Just looking at the maps in The Sibley Guide to Birds only 6 of the 18 hummingbird species that are ever found in North America are seen in Colorado, and only 3 seem to breed there regularly: Black-chinned, Calliope, and Broad-tailed, with the Rufous Hummingbird being a regular through-migrant. Not sure where the 90% number came from.

Cheer up, though. Most of the Eastern U.S. only has ONE species (the ruby throat) that breeds here regularly. I have never seen more than one a time around here.

You are just going to have to track down every single person you told this too over the years, and give them the correct info!

I thought it was about cars…nuts.

Laughing Lagomorph, did you take a photo?

Sorry, no. I’ve never really learned much about photography and even if I had a camera ready it was only there for a few seconds.

Sorry also if the thread title was misleading, but I was just trying to give people a chuckle.

I got yer hummers right here!

Well, kinda. Here are some hummingbird pictures I took in Colorado last year. I’m no pro or anything, so they’re not great, but hey, they’re hummers, and they’re cute.


Was talking to my father on the phone last night, and was informed that he’s been getting lots of hummers recently. Seems my mother is quite excited about it, too. And to top it off, some of the hummers have been witnessed by my 3 year old niece!

Shocking, is all I have to say.

Actually, those a quite good. Hummers are one of the toughest photographic subjects imaginable.

And, I’m jealous of Laughing Lagomorph. I know he doesn’t live too far away from me, but I’ve never had a hummer in my yard (in any sense).

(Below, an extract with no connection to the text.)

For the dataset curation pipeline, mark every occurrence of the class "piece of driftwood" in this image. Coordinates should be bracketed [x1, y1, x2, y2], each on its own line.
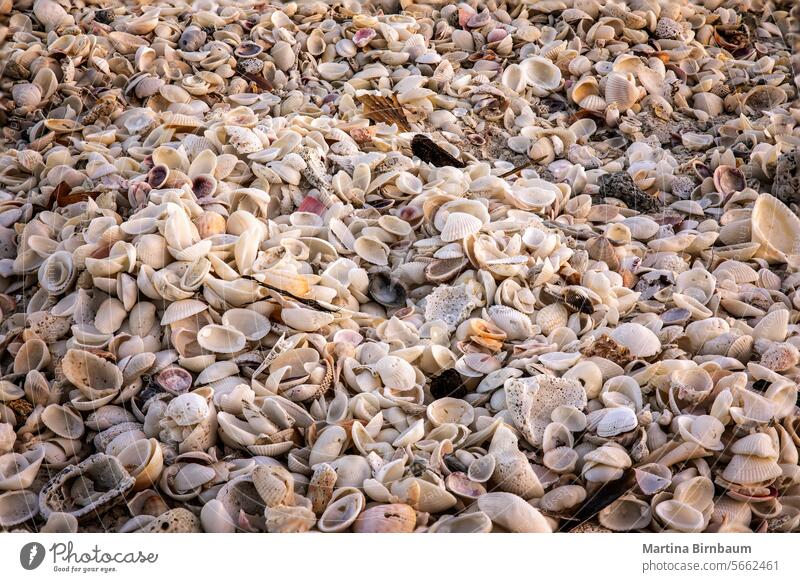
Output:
[411, 134, 465, 168]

Or, a single goldfinch! Actually, I think I’ve only seen one goldfinch in my whole life.

Up in the wildnerness of southern New Jersey, we have a couple that visit regularly: Dave and … shoot, what’s the other one’s name. Steve. Dave and Steve. Only Dave is pronounced “Dive,” as if the bird were Cockney, or something.

Well believe it or not, after ten years of birding I saw my first hummer last week. I was out doing a service call when I walked by a house that had a hummingbird feeder. I thought it was unlikely that a h-bird would be there, but all of a sudden one came swooping in, and ate at a flower basket on the deck. The bird totally ignored the filled hummingbird feeder. When I looked at it I realized that the owners had filled the hummingbird feeder with thistle seed…

Max Torque I am insanely jealous. I’m going to fly down to Lubbock and let all the air out of your tires. Also, your hummingbird pictures are the best I’ve seen on the net, bar none.
Davebear, I may not get many hummingbirds but I’ve got the goldfinches down to a science. Go out and get yourself a thistle feeder and seed (its sometimes called niger or, heaven help us, nyjer for the politically correct). Part of the beauty of this type of seed is that most birds including such undersireables as sparrows and starlings don’t like it, and even better squirrels loathe it. They will all ignore your thisltle feeder, but goldfinches love it. I also seed chickadees and house finches there. YMMV, though, if you live in a truly urban environment…I’m not sure where exactly in Greater Boston you live.
Odieman, I wonder if those people know something I don’t know, or were they even more clueless than I. That pretty much squares with my results, though…little luck getting the hummers to use the feeder, more luck getting them to come to actual plants, hence all my gardening this year. I am an even worse gardener than photographer, but I am trying.